Tuesday, May 03, 2005

Kehilangan.
Rasa apa lagi yang lebih buruk dari itu?
Seperti sesuatu terenggutkan dari dalam rongga dada. Sakit. Hampa.

Sampai saat ini belum pernah aku merasakan sesuatu sepahit ini. Selama ini hidupku selalu terlindung. Selalu ada tangan-tangan yang siap menangkapku ketika aku jatuh, selalu ada kasih sayang yang menaungiku setiap kali aku sendiri. Sesuatu yang hilang selalu tergantikan. Sesuatu yang hancur selalu terbarukan.

Tuesday, December 14, 2004

Rembulan di hati Ifa (2)

"Kakak pulang!.. kakak pulang!!"
Sepasang kaki kecil tak beralas kaki berlari tertatih menyongsong Ifa. Tanpa terasa, ia sudah sampai di gang depan rumahnya. Si kecil Husna menyambutnya, dan bergayut manja di lengan Ifa.
Sejenak berat tubuh si kecil terasa seperti menarik dirinya ke dasar bumi, membawanya ke saat ini dan mengingatkannya pada setumpuk tugas yang menanti di dalam rumah nanti.

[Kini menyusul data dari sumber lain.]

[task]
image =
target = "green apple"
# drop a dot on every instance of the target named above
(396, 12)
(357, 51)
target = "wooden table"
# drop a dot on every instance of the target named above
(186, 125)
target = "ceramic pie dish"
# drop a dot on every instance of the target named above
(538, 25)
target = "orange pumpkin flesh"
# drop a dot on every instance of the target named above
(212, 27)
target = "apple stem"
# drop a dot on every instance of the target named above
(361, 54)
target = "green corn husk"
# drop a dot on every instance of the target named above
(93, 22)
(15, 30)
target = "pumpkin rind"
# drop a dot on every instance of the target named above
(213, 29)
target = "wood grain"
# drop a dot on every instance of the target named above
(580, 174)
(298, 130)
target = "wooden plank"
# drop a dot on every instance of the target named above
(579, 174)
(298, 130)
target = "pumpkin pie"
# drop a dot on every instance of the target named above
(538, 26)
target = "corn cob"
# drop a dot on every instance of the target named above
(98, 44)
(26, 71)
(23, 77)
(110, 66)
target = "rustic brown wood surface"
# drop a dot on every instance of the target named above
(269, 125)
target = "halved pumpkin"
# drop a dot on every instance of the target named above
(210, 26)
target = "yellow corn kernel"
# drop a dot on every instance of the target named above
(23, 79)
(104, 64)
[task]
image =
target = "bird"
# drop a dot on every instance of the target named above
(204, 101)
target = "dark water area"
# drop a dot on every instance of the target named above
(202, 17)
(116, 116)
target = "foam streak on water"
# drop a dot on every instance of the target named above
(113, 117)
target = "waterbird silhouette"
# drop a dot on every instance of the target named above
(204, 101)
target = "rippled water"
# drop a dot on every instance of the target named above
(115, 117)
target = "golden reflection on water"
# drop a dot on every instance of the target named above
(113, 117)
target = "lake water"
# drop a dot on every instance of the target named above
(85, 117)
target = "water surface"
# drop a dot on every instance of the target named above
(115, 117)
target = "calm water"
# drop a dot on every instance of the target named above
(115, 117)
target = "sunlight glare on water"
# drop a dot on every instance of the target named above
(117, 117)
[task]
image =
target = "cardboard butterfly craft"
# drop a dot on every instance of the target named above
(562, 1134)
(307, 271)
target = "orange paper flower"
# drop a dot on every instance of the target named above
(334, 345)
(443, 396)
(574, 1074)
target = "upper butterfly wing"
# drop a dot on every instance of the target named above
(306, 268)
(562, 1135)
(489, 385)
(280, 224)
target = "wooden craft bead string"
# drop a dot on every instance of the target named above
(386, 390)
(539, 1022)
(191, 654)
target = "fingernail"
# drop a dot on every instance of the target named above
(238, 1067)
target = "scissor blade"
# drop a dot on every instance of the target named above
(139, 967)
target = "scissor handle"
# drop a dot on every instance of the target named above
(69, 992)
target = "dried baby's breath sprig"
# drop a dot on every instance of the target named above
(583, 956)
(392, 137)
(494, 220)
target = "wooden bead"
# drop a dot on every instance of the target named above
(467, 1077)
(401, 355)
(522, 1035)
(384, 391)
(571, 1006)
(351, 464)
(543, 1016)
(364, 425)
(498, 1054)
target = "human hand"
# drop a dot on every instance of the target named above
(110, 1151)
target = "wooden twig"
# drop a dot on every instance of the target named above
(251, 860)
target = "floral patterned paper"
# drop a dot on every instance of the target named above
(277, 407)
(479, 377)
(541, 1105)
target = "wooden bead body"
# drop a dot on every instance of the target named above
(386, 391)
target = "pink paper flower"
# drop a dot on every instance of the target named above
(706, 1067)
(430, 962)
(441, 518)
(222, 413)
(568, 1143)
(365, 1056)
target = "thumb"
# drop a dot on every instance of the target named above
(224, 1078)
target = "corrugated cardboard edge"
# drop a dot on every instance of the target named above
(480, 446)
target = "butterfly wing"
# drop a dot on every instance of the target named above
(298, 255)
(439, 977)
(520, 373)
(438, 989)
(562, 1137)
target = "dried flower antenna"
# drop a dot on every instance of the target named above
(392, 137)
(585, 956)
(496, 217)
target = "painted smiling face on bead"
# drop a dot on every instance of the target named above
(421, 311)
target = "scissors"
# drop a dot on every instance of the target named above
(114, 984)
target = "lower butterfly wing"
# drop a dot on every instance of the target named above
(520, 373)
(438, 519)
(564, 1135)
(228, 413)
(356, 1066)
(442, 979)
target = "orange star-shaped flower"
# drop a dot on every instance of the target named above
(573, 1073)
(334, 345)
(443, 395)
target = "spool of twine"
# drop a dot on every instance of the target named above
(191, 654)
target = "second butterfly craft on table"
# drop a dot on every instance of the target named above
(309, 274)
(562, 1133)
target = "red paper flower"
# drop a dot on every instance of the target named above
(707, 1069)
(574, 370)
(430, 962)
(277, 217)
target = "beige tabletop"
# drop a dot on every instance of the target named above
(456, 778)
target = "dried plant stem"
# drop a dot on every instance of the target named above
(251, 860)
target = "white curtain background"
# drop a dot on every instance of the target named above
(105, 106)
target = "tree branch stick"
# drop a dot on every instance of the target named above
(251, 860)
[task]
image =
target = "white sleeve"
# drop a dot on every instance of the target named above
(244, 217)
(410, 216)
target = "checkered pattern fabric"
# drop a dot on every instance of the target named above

Hampir saja Ifa menghardik, tapi wajah kecil bersaput debu itu menatapnya sambil tersenyum. Hatinya luluh. Biar bagaimanapun, Husna selalu jadi bunga di hatinya. Walau sesekali, ketika ia benar-benar lelah dan ingin sendiri, ia marah dan mengelakkan pelukan si kecil, tapi saat ini, ketika hati Ifa terasa sunyi dan berat, pelukan itu seperti sebuah kekuatan. Ifa tahu ia membutuhkan Husna, lebih dari kapanpun.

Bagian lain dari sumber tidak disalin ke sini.